Tool Patterns

Tool Validation and Contracts

Design tool schemas, outputs, and test boundaries that hold up in production.

Tool contracts are the strongest deterministic boundary in an agent harness. Use schemas to validate arguments and outputs, return typed product states for expected outcomes, and test tools directly before model runs.

Scenario

A model can choose when to call a tool, but the tool owns the contract. The model should not be able to pass arbitrary unvalidated data into your service layer, and downstream code should not need to parse vague natural-language tool results.

When to Use It

Use this pattern for every tool that reads product state, writes product state, or returns values used by downstream code.

Architecture Shape

LayerResponsibility
Zod input schemavalidate model arguments before execution
Zod output schemavalidate tool result before it is serialized
tool executecall product services and return typed states
runnermap expected states and thrown errors to product responses
testscall tools directly with valid and invalid arguments

Code Example

import { createTool } from "@anvia/core";
import { z } from "zod";

const lookupOrderOutput = z.discriminatedUnion("status", [
  z.object({
    status: z.literal("found"),
    orderId: z.string(),
    fulfillmentStatus: z.enum(["processing", "shipped", "delivered"]),
  }),
  z.object({
    status: z.literal("not_found"),
    orderId: z.string(),
  }),
  z.object({
    status: z.literal("blocked"),
    reason: z.literal("access_denied"),
  }),
]);

export function createLookupOrderTool(scope: OrderToolScope) {
  return createTool({
    name: "lookup_order",
    description: "Look up one order owned by the current customer.",
    input: z.object({
      orderId: z.string().min(1),
    }),
    output: lookupOrderOutput,
    async execute({ orderId }) {
      const allowed = await scope.orders.canRead({
        userId: scope.userId,
        tenantId: scope.tenantId,
        orderId,
      });

      if (!allowed) {
        return { status: "blocked" as const, reason: "access_denied" as const };
      }

      const order = await scope.orders.find(orderId);

      if (!order) {
        return { status: "not_found" as const, orderId };
      }

      return {
        status: "found" as const,
        orderId,
        fulfillmentStatus: order.fulfillmentStatus,
      };
    },
  });
}

Expected States vs Errors

SituationReturn stateThrow
record not foundyesno
user lacks access and the model can continue safelyyesno
malformed model argumentsschema handles itno
database unavailablenoyes
invariant violatednoyes
downstream service timeoutnoyes

Expected states are useful model input. Unexpected failures belong to the runner, logs, retries, or product error boundary.

Direct Tool Tests

const tool = createLookupOrderTool({
  userId: "user_123",
  tenantId: "tenant_123",
  orders: fakeOrders,
});

const result = await tool.call({ orderId: "A-100" });

expect(result).toEqual({
  status: "found",
  orderId: "A-100",
  fulfillmentStatus: "shipped",
});

Use ToolSet.call(...) when you want to exercise JSON parsing and serialized output.
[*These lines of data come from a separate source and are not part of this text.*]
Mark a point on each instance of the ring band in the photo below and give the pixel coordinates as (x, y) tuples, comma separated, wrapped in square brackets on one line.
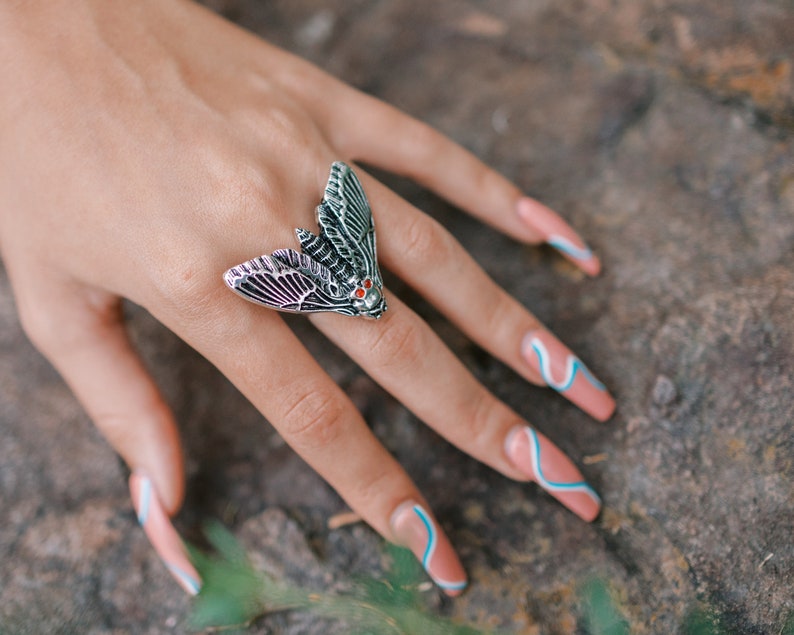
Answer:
[(335, 270)]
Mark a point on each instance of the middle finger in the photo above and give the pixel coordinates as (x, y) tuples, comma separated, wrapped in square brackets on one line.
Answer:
[(426, 256)]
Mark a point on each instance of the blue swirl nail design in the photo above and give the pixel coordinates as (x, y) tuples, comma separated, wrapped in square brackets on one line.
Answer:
[(566, 246), (551, 486), (430, 549), (572, 365)]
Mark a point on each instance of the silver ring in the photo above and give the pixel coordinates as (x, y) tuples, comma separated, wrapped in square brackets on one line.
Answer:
[(335, 270)]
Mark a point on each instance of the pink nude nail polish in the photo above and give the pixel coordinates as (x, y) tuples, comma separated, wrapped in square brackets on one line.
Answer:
[(161, 533), (558, 234), (543, 462), (566, 373), (416, 529)]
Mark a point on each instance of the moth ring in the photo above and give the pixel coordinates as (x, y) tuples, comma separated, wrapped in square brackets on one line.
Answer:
[(335, 270)]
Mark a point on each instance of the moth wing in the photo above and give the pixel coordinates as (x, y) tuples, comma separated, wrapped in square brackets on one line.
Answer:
[(289, 281), (345, 220)]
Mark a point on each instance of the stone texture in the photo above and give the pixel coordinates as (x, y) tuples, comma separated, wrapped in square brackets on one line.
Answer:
[(663, 130)]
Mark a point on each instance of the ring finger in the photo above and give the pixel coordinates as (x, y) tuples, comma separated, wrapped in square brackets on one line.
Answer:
[(426, 256)]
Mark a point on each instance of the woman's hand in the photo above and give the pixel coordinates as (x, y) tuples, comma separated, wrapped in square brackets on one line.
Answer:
[(147, 147)]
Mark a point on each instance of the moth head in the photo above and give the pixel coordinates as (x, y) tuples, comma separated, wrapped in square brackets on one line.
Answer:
[(367, 298)]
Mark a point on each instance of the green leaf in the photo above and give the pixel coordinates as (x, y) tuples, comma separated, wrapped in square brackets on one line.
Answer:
[(601, 611), (233, 593)]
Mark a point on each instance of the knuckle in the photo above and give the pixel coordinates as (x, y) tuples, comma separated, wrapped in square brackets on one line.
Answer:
[(493, 320), (313, 417), (486, 414), (41, 326), (424, 142), (401, 345)]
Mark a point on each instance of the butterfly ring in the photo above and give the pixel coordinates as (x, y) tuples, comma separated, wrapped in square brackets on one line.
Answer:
[(335, 270)]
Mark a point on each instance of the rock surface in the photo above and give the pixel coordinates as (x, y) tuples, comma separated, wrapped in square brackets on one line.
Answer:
[(664, 130)]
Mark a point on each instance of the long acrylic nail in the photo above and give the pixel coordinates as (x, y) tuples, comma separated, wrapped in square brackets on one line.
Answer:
[(557, 233), (566, 373), (543, 462), (161, 533), (416, 529)]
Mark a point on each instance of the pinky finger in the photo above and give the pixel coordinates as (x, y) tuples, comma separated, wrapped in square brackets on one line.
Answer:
[(394, 141)]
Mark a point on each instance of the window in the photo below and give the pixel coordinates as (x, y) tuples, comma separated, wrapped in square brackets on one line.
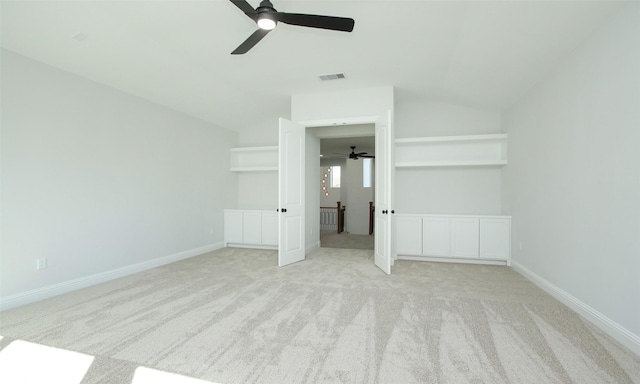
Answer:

const tools = ToolSet.fromTools([tool]);

await expect(
  tools.call("lookup_order", JSON.stringify({ orderId: "" })),
).rejects.toThrow();

Runner Error Mapping

The runner should decide which failures become user-facing product errors.

try {
  const response = await agent.prompt(message).send();
  return { ok: true as const, output: response.output };
} catch (error) {
  if (isTemporaryStorageError(error)) {
    return { ok: false as const, error: "temporarily_unavailable" };
  }

  throw error;
}

Failure Modes

FailureFix
model keeps passing invalid argumentstighten description, schema descriptions, or ask for missing data first
downstream code parses prosereturn structured tool output or agent output schema
permission errors leak detailsreturn a compact blocked state or generic product error
tests only cover provider runsadd direct tool and runner tests with fakes

Test Checklist

  • Test valid inputs, invalid inputs, and missing required fields.
  • Test permission allowed and denied paths.
  • Test expected states such as not_found and blocked.
  • Test unexpected service failures at the runner boundary.
  • Inspect tool result text in traces for readability.